3.なぜラウリル硫酸ナトリウムは危険視されているのか

 ラウリル硫酸ナトリウムの危険性の指摘は現在に始まったことではなく、界面活性剤の毒性について1960年~1980代に問題提起され、各種団体によって評価が実施されています。

 有害性を指摘している人が挙げているレビューの代表例はFinal Report on the Safety Assessment of Sodium Lauryl Sulfate and Ammonium Lauryl Sulfate Journal of the American College of Toxicology, Volume: 2 issue: 7, page(s): 127-181 1983だと思います。この論文では確かに刺激性を示しています。15%のラウリル硫酸ナトリウムを与えた製剤は20匹中4匹で抑うつ、呼吸困難、下痢、死亡したとあります。眼の刺激試験では10%のラウリル硫酸ナトリウムで角膜損傷(動物実験/ウサギ)を引き起こしたとあります。濃度によって刺激性が増加し、すすぐことによって刺激性は減少したとあります。0.1%から10%の濃度でヒトの皮膚刺激性を試験した結果、刺激は濃度に比例して増加した。ラットに0.25%、0.5%、1.0%のラウリル硫酸ナトリウムを2年間経口投与し続けたが異常は見られなかった。皮膚に長時間接触することを意図した製品では濃度は1%を超えてはならない。とあります。この実験は動物実験でとんでもなく高い濃度で実施されています。内容をよくよく読んでみると、ラウリル硫酸ナトリウムの危険性に対する注意喚起をするだけのものではなく、製品化にあたり適正な濃度を示唆する内容になっています。

 日本では1983年に旧厚生省環境衛生局化学課による「洗剤の毒性とその評価」という界面活性剤の毒性に関するレビューで、過去に行われた毒性試験を基に安全性を報告しています。また、米国でも米国石鹸洗剤工業会(SDA)によって安全性に関する報告書がまとめられ、日本でも翻訳され出版されています。

 2002年に発表されたHERA(Human and Environmental Risk Assessment on ingredients of European household cleaning products)は、各種反復投与毒性試験で得られたAS(アルキル硫酸ナトリウム)の健康へのリスクは極めて低いとしています。これらの報告書、書籍によって界面活性剤の安全性が立証され毒性議論がいったんは沈静化しました。しかし、安全性を立証するこれらの科学的データがあるにも関わらず有害性を指摘する声が再び上がってきているのです。

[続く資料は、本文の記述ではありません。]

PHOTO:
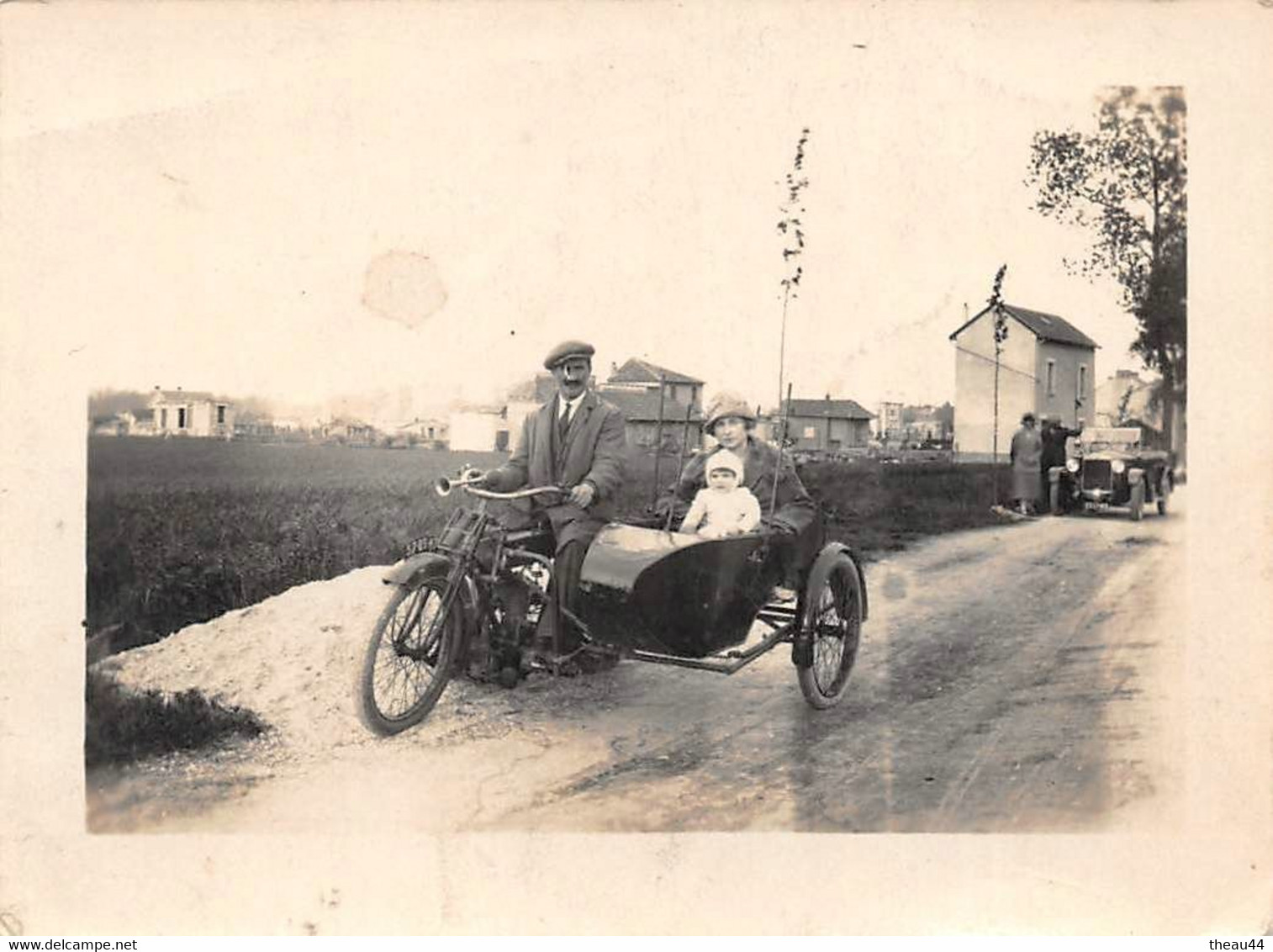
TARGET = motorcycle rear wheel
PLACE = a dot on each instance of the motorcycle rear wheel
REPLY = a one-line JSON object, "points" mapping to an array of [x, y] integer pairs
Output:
{"points": [[410, 656]]}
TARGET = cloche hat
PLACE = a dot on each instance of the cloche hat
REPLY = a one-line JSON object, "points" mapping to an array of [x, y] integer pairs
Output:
{"points": [[727, 405]]}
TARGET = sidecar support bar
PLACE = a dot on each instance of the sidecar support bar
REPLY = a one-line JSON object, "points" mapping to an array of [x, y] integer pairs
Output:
{"points": [[727, 664]]}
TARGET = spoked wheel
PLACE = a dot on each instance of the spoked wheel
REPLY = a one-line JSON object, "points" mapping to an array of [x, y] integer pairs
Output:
{"points": [[410, 656], [834, 616]]}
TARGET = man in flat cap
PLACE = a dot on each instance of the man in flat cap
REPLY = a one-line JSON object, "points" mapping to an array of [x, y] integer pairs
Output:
{"points": [[576, 441]]}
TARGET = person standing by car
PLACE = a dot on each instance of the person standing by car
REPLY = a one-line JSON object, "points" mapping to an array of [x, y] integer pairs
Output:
{"points": [[1054, 439], [576, 441], [787, 512], [1027, 456]]}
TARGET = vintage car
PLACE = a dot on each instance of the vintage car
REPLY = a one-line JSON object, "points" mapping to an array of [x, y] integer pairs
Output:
{"points": [[1107, 468]]}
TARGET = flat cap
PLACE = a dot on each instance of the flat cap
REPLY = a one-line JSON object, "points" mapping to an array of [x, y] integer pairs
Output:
{"points": [[565, 350], [727, 405]]}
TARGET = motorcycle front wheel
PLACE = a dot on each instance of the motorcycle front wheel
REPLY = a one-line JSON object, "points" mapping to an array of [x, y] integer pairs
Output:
{"points": [[410, 656]]}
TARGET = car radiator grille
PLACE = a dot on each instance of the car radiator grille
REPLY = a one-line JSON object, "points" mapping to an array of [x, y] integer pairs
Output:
{"points": [[1096, 473]]}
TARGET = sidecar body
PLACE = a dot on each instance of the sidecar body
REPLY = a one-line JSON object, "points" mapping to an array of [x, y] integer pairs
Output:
{"points": [[673, 593]]}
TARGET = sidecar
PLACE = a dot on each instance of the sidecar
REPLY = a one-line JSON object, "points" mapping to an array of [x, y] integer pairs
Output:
{"points": [[716, 605]]}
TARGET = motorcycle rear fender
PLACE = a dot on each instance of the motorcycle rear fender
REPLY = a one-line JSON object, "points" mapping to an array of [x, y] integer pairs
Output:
{"points": [[832, 550]]}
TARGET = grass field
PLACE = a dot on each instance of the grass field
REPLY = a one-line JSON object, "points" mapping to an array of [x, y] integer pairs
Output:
{"points": [[181, 531]]}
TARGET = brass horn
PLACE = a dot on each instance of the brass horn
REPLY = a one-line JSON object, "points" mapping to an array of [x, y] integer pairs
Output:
{"points": [[443, 486]]}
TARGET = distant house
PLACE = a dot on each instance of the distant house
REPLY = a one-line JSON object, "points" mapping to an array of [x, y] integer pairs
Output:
{"points": [[1047, 367], [827, 424], [927, 423], [423, 431], [889, 420], [190, 414], [642, 376], [641, 409], [348, 431]]}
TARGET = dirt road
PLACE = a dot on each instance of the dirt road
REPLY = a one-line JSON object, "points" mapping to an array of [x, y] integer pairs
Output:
{"points": [[1016, 679]]}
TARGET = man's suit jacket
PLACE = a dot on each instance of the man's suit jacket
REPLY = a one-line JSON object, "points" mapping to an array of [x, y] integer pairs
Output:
{"points": [[594, 451]]}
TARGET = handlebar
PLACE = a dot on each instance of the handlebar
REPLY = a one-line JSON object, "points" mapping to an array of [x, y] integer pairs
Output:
{"points": [[515, 493]]}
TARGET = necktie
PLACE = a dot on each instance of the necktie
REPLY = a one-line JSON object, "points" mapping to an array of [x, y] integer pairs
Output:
{"points": [[564, 423]]}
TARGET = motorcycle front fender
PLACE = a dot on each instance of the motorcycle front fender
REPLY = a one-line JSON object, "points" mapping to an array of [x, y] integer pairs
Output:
{"points": [[411, 569]]}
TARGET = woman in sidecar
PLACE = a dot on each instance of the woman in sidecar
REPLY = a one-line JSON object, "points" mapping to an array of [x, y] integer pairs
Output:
{"points": [[785, 510]]}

ちなみに現在、ラウリル硫酸ナトリウムの発がん性や催奇形性は様々な論文・報告書によって否定されていますし、易分解性であり環境負荷も少ないです。

 比較的新しいSLSの安全性についてのReview:全文がダウンロードして読めますのでぜひどうぞ.
Bondi CA, Marks JL, Wroblewski LB, Raatikainen HS, Lenox SR, Gebhardt KE.
Human and Environmental Toxicity of Sodium Lauryl Sulfate (SLS): Evidence for Safe Use in Household Cleaning Products.
Environ Health Insights. 2015 Nov 17;9:27-32.

 

4.なぜ歯磨剤にラウリル硫酸ナトリウムが含まれているのか

 教科書的にラウリル硫酸ナトリウムは「発泡剤」として歯磨剤に添加されています。代表的な予防歯科の教科書を読んでみると発泡剤の作用として「有効成分の口腔内への分散」「歯垢の乳化と懸濁化」と記載されています。確かにラウリル硫酸ナトリウムが含まれている歯磨剤は口腔内でダマにならず、すぐに広がるように感じます。また、論文を基に後述しますが洗浄効果(プラーク除去効果)もあります。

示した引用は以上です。